Tuesday, June 14, 2016

That thing with rocking harder and the BlackHoodie story

Last year in September I realized an idea that had manifested in my brains quite some months before. I had wanted to do a workshop with a handful of friends. It should have been a weekend, where I spend time on teaching four ladies the thing I do for a living; reverse engineering malware. Those four had come up to me at different hacker events, telling me yo its cool what you do, how can I learn that? This, in general, is great, but trying to explain the how-to-RE in a few sentences is frustrating, at best. So much for the idea; lets meet somewhere, have a fun weekend, and look at a binary, I said.

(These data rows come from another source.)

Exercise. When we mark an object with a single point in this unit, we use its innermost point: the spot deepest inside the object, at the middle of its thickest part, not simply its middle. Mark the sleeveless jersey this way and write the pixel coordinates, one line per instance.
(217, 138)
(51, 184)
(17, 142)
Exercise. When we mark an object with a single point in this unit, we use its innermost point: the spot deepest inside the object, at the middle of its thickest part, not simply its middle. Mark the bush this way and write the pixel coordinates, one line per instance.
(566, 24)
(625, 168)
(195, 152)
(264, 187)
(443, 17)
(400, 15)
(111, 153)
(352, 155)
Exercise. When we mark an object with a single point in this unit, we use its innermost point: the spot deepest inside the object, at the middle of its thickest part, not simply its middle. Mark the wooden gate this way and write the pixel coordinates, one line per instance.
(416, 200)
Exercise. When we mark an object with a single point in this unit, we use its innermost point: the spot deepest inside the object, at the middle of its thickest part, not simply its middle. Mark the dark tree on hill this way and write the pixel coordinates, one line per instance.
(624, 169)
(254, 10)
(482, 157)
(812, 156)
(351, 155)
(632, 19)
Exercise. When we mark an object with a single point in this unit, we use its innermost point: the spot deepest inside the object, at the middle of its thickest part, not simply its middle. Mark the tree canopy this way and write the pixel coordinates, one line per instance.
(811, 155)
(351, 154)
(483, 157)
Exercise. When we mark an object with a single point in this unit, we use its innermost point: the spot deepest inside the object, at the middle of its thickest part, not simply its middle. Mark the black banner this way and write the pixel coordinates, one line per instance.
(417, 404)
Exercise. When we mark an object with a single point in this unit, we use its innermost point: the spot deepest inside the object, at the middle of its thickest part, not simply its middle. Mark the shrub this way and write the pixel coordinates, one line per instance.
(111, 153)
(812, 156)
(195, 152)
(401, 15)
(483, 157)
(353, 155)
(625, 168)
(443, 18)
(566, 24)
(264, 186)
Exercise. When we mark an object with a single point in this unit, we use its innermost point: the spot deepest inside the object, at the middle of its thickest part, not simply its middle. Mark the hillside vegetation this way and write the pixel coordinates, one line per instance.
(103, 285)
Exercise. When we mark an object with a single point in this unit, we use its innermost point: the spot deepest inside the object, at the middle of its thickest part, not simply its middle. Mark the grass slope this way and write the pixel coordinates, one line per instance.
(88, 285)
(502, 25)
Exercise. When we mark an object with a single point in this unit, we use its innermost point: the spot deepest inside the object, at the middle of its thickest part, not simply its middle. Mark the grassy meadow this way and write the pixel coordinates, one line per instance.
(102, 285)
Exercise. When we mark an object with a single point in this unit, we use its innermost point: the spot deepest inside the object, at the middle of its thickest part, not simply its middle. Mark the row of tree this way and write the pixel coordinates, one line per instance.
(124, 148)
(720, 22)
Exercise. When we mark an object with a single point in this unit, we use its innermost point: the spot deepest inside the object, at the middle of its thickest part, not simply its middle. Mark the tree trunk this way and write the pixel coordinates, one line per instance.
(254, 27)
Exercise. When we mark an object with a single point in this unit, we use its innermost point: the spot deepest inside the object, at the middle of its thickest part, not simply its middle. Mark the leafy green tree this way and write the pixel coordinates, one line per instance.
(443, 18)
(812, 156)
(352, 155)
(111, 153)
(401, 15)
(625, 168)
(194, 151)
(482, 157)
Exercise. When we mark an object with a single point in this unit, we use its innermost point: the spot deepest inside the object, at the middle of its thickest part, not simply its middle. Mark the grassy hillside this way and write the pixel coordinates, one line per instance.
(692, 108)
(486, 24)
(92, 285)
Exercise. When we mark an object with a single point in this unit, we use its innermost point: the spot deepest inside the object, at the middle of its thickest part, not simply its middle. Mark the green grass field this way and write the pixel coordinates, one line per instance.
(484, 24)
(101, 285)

And this idea, in the end, turned out to be.. a thing. I had planned to write about the workshop long ago, actually right after; then was super busy, postponed, postponed more, thought now is the time, then realised I might just as well wait a bit more and keep watching what happens. And a lot happened.

It was quite flustering, that these girls had come up to me. I've done a lot in my short career, but I'm still very much a student myself. I'm quite sure, almost certain indeed, this isn't directly linked to my mad skills, but rather for I'm someone they weren't afraid to come up to. This could have many reasons, but what I quite frankly believe is the most important one, I'm female. I'm someone they can relate to. It's taken me a while myself to understand what the hell a role model is. I like to believe thats not someone to aspire to, not an individual to adore, but someone that could be you. A person who isn’t outstanding but just normal. Sounds ridiculous? Oh dear. Like three years after I myself had realized debuggers ain't rocket science I'm still asked at every other occasion how I had this funky idea of becoming malware reverser. That.. is ridiculous. Because there shouldn't be any funkiness to this, I'm not a revolutionary, I just like to stare at assembly. For hours.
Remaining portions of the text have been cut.